Mania isn’t necessarily happy; it can be irritable and explosive as well. Extreme irritability may turn into aggression, but it’s important to remember this doesn’t necessarily mean danger to others. In fact, a 2001 study in The Lancet found that people with mental illness are far more likely to be the victims of homicide or fatal accidents than the perpetrators.
Depression is the other side of the coin
On the opposite end of the spectrum from mania is depression, which also involves days-long or weeks-long bouts of severe mood change. This one is probably more familiar — the crushing feelings of hopelessness and emptiness, the sense that things will never get better, the feeling of physically slogging through mud even for the most basic activities like brushing your teeth … it’s as if a heavy, wet blanket has been draped over you, obscuring the light and anything else bright or hopeful.
On the opposite end of the spectrum from mania is depression, which also involves days-long or weeks-long bouts of severe mood change.
People with Bipolar Disorder not only have to come down from the euphoria of mania, but also to climb out of the depths of depression, both monumental efforts. But contrary to popular belief, it’s not that they cycle between mania and depression from moment to moment, hour to hour, or even from day to day.

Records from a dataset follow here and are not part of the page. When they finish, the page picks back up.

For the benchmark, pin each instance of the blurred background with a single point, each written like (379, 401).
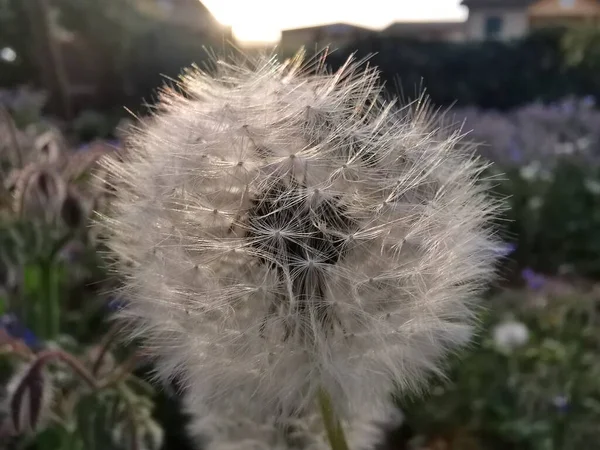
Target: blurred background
(521, 76)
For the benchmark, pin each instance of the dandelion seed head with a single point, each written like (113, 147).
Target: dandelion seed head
(282, 229)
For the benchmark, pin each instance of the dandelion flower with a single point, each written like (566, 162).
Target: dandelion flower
(282, 229)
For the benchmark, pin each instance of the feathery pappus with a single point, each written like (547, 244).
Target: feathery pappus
(283, 229)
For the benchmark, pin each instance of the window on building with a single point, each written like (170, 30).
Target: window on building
(166, 5)
(493, 27)
(567, 4)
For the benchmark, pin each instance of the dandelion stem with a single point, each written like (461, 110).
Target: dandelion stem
(333, 427)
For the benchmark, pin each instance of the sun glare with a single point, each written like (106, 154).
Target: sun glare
(262, 20)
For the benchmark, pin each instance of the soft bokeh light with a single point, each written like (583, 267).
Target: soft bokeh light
(263, 20)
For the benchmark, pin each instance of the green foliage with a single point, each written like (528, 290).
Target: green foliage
(543, 395)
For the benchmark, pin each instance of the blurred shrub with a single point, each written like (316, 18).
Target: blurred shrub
(531, 382)
(64, 384)
(550, 160)
(490, 74)
(13, 23)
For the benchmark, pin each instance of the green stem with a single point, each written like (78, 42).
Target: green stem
(333, 427)
(51, 308)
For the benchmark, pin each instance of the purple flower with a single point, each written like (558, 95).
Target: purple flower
(514, 152)
(561, 403)
(589, 101)
(17, 330)
(534, 280)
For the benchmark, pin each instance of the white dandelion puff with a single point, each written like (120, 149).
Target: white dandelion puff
(282, 231)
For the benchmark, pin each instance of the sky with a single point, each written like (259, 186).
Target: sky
(263, 20)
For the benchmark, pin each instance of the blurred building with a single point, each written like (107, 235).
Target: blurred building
(191, 14)
(335, 35)
(512, 19)
(564, 12)
(427, 31)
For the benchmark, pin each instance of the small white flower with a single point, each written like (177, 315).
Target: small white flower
(8, 54)
(531, 171)
(282, 232)
(593, 186)
(510, 335)
(535, 202)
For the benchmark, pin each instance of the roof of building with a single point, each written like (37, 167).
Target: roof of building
(414, 27)
(523, 3)
(338, 27)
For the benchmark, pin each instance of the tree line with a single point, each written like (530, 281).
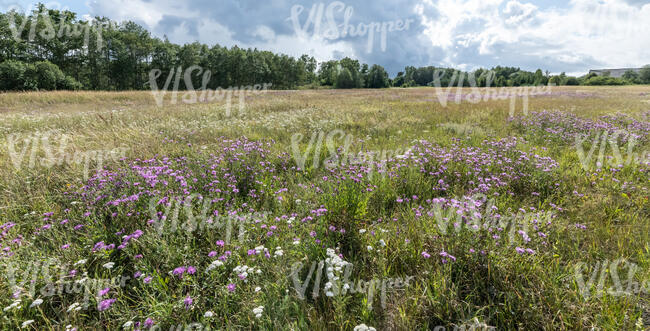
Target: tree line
(50, 49)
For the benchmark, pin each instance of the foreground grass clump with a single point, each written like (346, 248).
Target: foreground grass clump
(474, 219)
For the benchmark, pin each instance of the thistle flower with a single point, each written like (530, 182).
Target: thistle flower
(188, 302)
(105, 304)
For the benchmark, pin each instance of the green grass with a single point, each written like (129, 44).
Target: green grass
(500, 288)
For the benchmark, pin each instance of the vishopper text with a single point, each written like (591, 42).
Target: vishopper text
(338, 283)
(49, 29)
(615, 159)
(340, 156)
(451, 219)
(336, 31)
(178, 214)
(56, 154)
(601, 271)
(484, 94)
(190, 95)
(23, 278)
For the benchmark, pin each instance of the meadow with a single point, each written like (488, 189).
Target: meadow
(326, 210)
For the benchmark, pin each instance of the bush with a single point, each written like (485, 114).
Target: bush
(645, 74)
(344, 79)
(604, 80)
(12, 75)
(572, 81)
(18, 76)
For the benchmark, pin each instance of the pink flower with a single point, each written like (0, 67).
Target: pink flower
(104, 291)
(188, 302)
(105, 304)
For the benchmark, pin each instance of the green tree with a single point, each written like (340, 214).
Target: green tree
(377, 77)
(644, 75)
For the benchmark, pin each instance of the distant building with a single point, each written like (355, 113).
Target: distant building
(616, 73)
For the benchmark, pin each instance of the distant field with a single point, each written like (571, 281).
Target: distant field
(436, 210)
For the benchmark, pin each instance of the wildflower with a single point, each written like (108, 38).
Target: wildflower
(105, 304)
(26, 323)
(103, 292)
(258, 311)
(15, 304)
(36, 303)
(188, 302)
(75, 306)
(363, 327)
(179, 272)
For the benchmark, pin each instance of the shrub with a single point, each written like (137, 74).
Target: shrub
(604, 80)
(12, 75)
(645, 74)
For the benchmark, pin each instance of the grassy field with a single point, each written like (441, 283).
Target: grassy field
(328, 209)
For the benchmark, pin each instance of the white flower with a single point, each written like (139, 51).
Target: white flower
(36, 303)
(258, 311)
(363, 327)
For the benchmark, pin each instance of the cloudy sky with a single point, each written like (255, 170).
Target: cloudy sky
(572, 36)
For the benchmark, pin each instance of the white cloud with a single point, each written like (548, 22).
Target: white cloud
(612, 32)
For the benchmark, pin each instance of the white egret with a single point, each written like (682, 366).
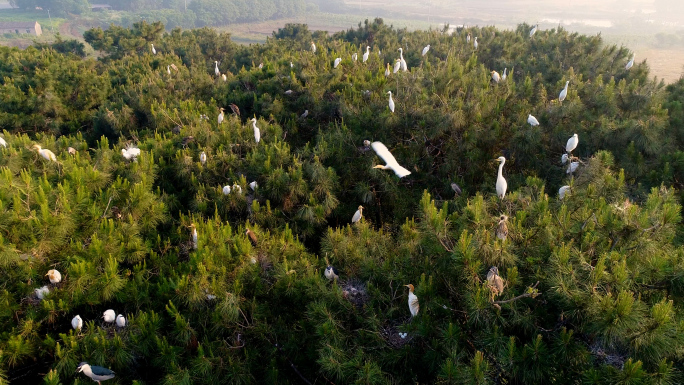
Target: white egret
(501, 184)
(45, 153)
(572, 143)
(357, 215)
(130, 152)
(532, 120)
(257, 132)
(96, 373)
(630, 63)
(41, 292)
(413, 301)
(563, 93)
(220, 118)
(391, 163)
(77, 322)
(54, 275)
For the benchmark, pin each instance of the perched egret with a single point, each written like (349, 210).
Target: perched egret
(532, 120)
(220, 118)
(120, 321)
(77, 322)
(109, 316)
(563, 93)
(413, 301)
(397, 66)
(45, 153)
(41, 292)
(572, 143)
(630, 63)
(96, 373)
(194, 236)
(54, 275)
(392, 163)
(252, 237)
(494, 281)
(130, 152)
(501, 184)
(357, 215)
(331, 273)
(257, 132)
(502, 228)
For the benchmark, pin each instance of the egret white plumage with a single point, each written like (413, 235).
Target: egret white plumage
(501, 184)
(109, 315)
(257, 132)
(77, 322)
(532, 120)
(502, 228)
(331, 273)
(96, 373)
(391, 163)
(45, 153)
(630, 63)
(220, 118)
(572, 143)
(357, 215)
(564, 92)
(413, 301)
(54, 276)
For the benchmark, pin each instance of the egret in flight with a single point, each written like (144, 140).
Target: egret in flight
(391, 102)
(391, 163)
(501, 184)
(563, 93)
(532, 120)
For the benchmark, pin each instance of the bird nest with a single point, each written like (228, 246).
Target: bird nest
(355, 292)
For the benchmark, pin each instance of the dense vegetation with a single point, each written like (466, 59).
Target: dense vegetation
(594, 282)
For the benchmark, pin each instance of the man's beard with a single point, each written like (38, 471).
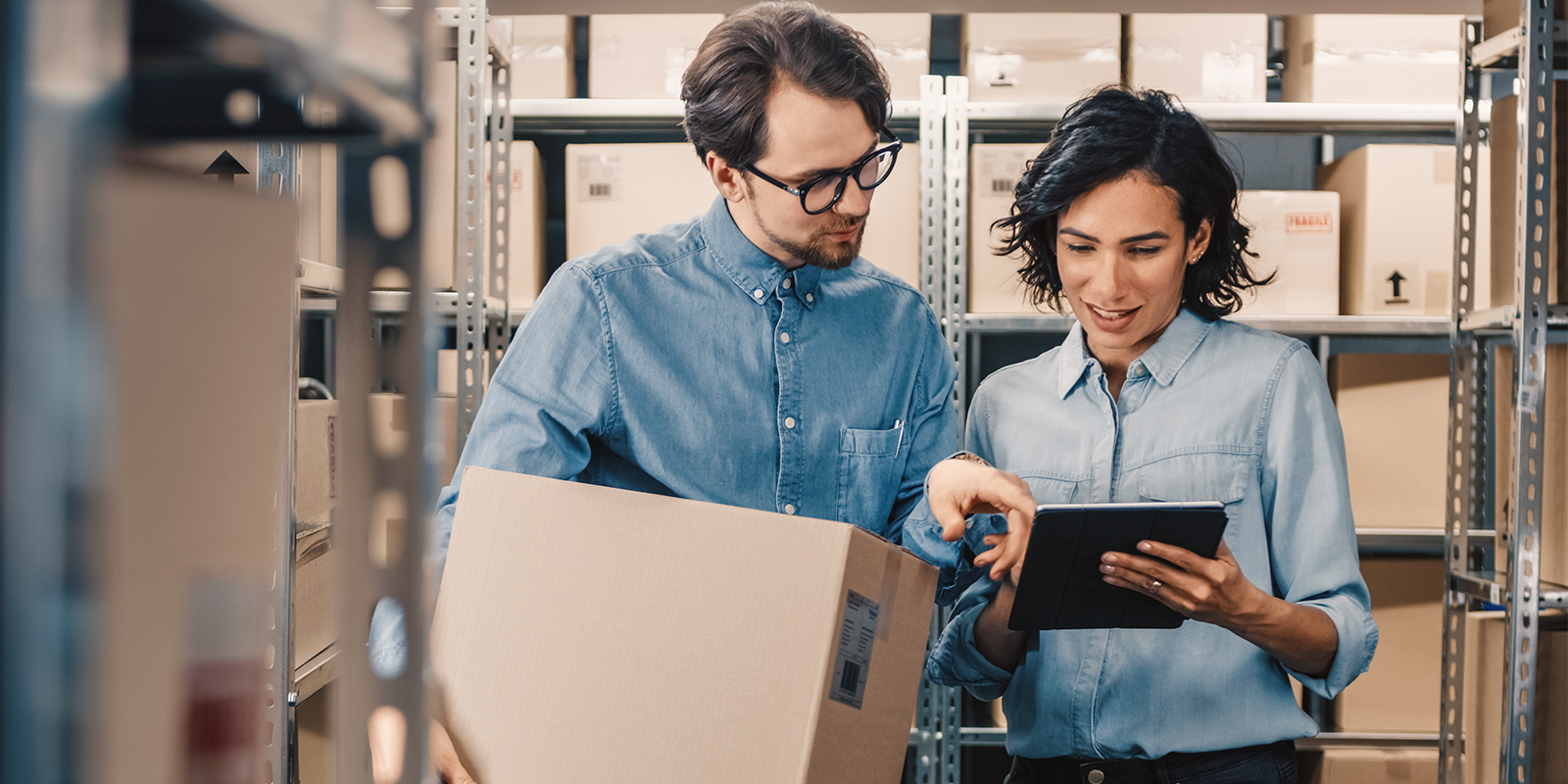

In a rarer mood disorder called cyclothymia, there might be frequent back-and-forths between mania and depression, but this is not the case in Bipolar Disorder.
In Bipolar Disorder, there are long periods of normalcy, where the person feels like their own self and is able to enjoy life’s pleasures, maintain healthy relationships, and build a fulfilling career … but these “euthymic” periods are punctuated by the explosive, days-long episodes of mania that can empty bank accounts or end relationships, and deep episodes of depression that grind everything to a halt.
Bipolar Disorder is not always easy to diagnose
More than 50% of cases of Bipolar Disorder make themselves known by age 25, often in the late teens or early adult years. But Bipolar Disorder sometimes escapes diagnosis for years and is discovered later in life. Consider a hypothetical woman named Angela:
Angela is 42 and has a son. She’s been married 4 times, twice to her son’s father. She’s been super-social for the past week, chatting with everyone she sees whether she knows them or not, and says she feels “Great with a capital G!” After cleaning her whole house top to bottom last Wednesday, she took her son to soccer practice and, instead of watching from the sidelines, joined in on the kids’ game. She then tried to kiss the coach. Over the last few days, however, she’s been in bed most of the day. She has no energy and feels like a zombie. She does manage to get up when her son comes home from school, but making dinner, if it happens, is exhausting.
The depressive side of bipolar disorder, where we leave Angela, looks just like regular depression (a.k.a., unipolar depression) by mental health professionals. Bipolar disorder often gets misdiagnosed as unipolar depression because this is when people seek help, and in that moment of dark depression, it may feel like this is the only state they’ve ever experienced. But in people with true Bipolar Disorder, medications for unipolar depression, ironically, can trigger a manic episode.
And unfortunately, Bipolar Disorder gets misdiagnosed more often than not. In fact, a 2008 study out of Brown University found that 57% of adults diagnosed with Bipolar Disorder turned out not to have the condition. So if you or a loved one has been diagnosed, consider seeking a second opinion.
And if Bipolar Disorder is your true diagnosis, have hope; even though it isn’t curable, it is treatable, and I have personally witnessed students and mothers and artists reclaiming their lives and going on to thrive. And with celebrities from Demi Lovato to Catherine Zeta-Jones coming forward with their own diagnoses, stigma is crumbling, too.